Perhaps it is this sense of embodiment that means I can never disentangle the practices of drawing and handwriting. For me, they both function as mimetic and resonant forms of transcription. In my own work, the close copy made by hand collapses the space between the thing described and the ‘real’ thing. We do not simply see the original or source, we see a doubling of the work as image, we see it as it was made by its author and then again through my hand.

By studying texts as mimetic drawings/images, I feel that I have learned or intuited something of the feeling from which a work originates and also something that carries it forward. I am interested in the metaphysics of the encounter- the physicality of the thing before us, held in our hands rather than presented in the archive. There is also an ineffable something else: a meeting across time, a kind of communion that takes place when something that is from the hand of the writer is at direct hand, as it is passed through my hands.

As I write this, I have just completed a drawing based on a fragment of Walter Benjamin’s that describes his theory of aura. Benjamin’s minuscule handwriting, his careful choice of paper and writing material, seems a private writing. I can’t read German. So, what is it I see? I see something of his hands and I see something of the act that produced this.

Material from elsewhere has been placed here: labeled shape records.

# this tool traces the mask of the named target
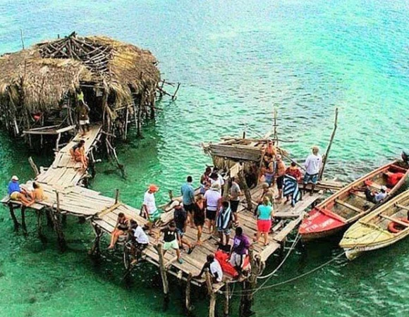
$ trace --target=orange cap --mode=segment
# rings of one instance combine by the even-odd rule
[[[157,192],[158,190],[159,190],[159,187],[158,187],[155,185],[152,184],[149,185],[149,190],[150,190],[151,192]]]

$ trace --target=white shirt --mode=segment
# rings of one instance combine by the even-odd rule
[[[140,225],[136,227],[136,229],[133,229],[133,236],[136,239],[136,242],[140,244],[147,244],[149,243],[149,238],[143,229]]]
[[[145,193],[145,196],[143,197],[143,204],[146,206],[149,214],[156,211],[157,208],[155,203],[155,197],[153,192],[149,193],[148,190]]]
[[[304,163],[306,170],[305,172],[310,175],[318,174],[322,163],[322,156],[321,154],[310,154]]]
[[[207,209],[212,211],[216,211],[219,205],[219,199],[221,198],[220,193],[217,190],[210,189],[206,191],[204,198],[206,201]]]
[[[223,278],[223,271],[221,271],[221,266],[220,266],[220,263],[219,261],[215,259],[212,263],[210,263],[210,273],[213,276],[214,273],[217,273],[217,279],[216,280],[217,282],[221,282]]]

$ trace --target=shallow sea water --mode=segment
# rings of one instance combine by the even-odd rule
[[[188,173],[197,182],[210,161],[202,142],[269,130],[273,107],[279,135],[298,141],[286,147],[300,160],[313,144],[325,148],[339,108],[329,177],[353,180],[409,148],[408,10],[405,0],[0,0],[0,53],[20,49],[20,28],[26,45],[73,30],[106,35],[150,49],[163,77],[182,82],[176,101],[160,104],[164,110],[145,127],[144,139],[118,145],[126,180],[111,163],[97,166],[92,187],[106,195],[119,188],[125,202],[139,207],[150,182],[161,187],[159,202],[168,189],[178,192]],[[32,177],[27,161],[32,154],[23,144],[2,133],[0,147],[0,185],[5,188],[13,174]],[[47,154],[34,158],[44,166],[51,161]],[[25,239],[13,232],[7,209],[0,211],[0,316],[183,314],[174,280],[171,307],[162,311],[155,268],[142,266],[126,285],[119,254],[91,261],[89,225],[69,220],[70,248],[61,254],[51,231],[46,246],[35,238],[32,215]],[[408,251],[404,241],[353,262],[341,257],[295,282],[260,291],[254,309],[260,316],[408,316]],[[310,245],[268,284],[339,252],[334,242]],[[266,271],[274,267],[271,261]],[[207,314],[203,297],[195,294],[197,316]],[[233,316],[237,309],[236,299]]]

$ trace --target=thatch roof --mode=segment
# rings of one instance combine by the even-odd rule
[[[73,33],[1,56],[0,98],[44,111],[85,82],[114,92],[119,106],[132,102],[133,92],[156,89],[157,63],[150,51],[132,44]]]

by Penny McCarthy, Wednesday, 19 June, 2019

The opposite of machine-made. In industrial machine labour, attention is corralled by the machine, of which the worker becomes a part, an appendage, as Marx and Engels term it, a part of the plant, which is a factory. Such was the vision of industrial labour presented by William Morris too, and it also informs its antithesis, the vision of future labour under liberated conditions. In ‘Useful Work versus Useless Toil’, from, 1884, Morris writes of how the worker of the future in a society of abundance would have ‘learned to take an interest and pleasure in handiwork which, done deliberately and thoughtfully could be made more attractive than machine work’. Deliberate action and thoughtful labour form the core of useful activity. These produce pleasure and interest, In ‘The Revival of Handicraft’ from 1888, Morris focuses the argument on the separation of production from consumption and notes of production in ‘the machine system’: 'Almost all goods are made apart from the life of those who use them; we are not responsible for them, our will has had no part in their production, except so far as we form part of the market on which they can be forced for the profit of the capitalist whose money is employed in producing them.'
In the non-hand-made, our will is absent, the worker’s will as much as the user’s or consumer’s.

by Esther Leslie, Wednesday, 3 July, 2019

The Tremulous Hand was a thirteenth-century glossator who worked on manuscripts stored in Worcester. His script is characterised by an action tremor that manifested whenever he tried to write: his hand shook in a surfeit of control. Nothing else is known about his body apart from this hand movement, through which we can follow his interests in his glosses: linguistics, Old English, word division, punctuation, doodles.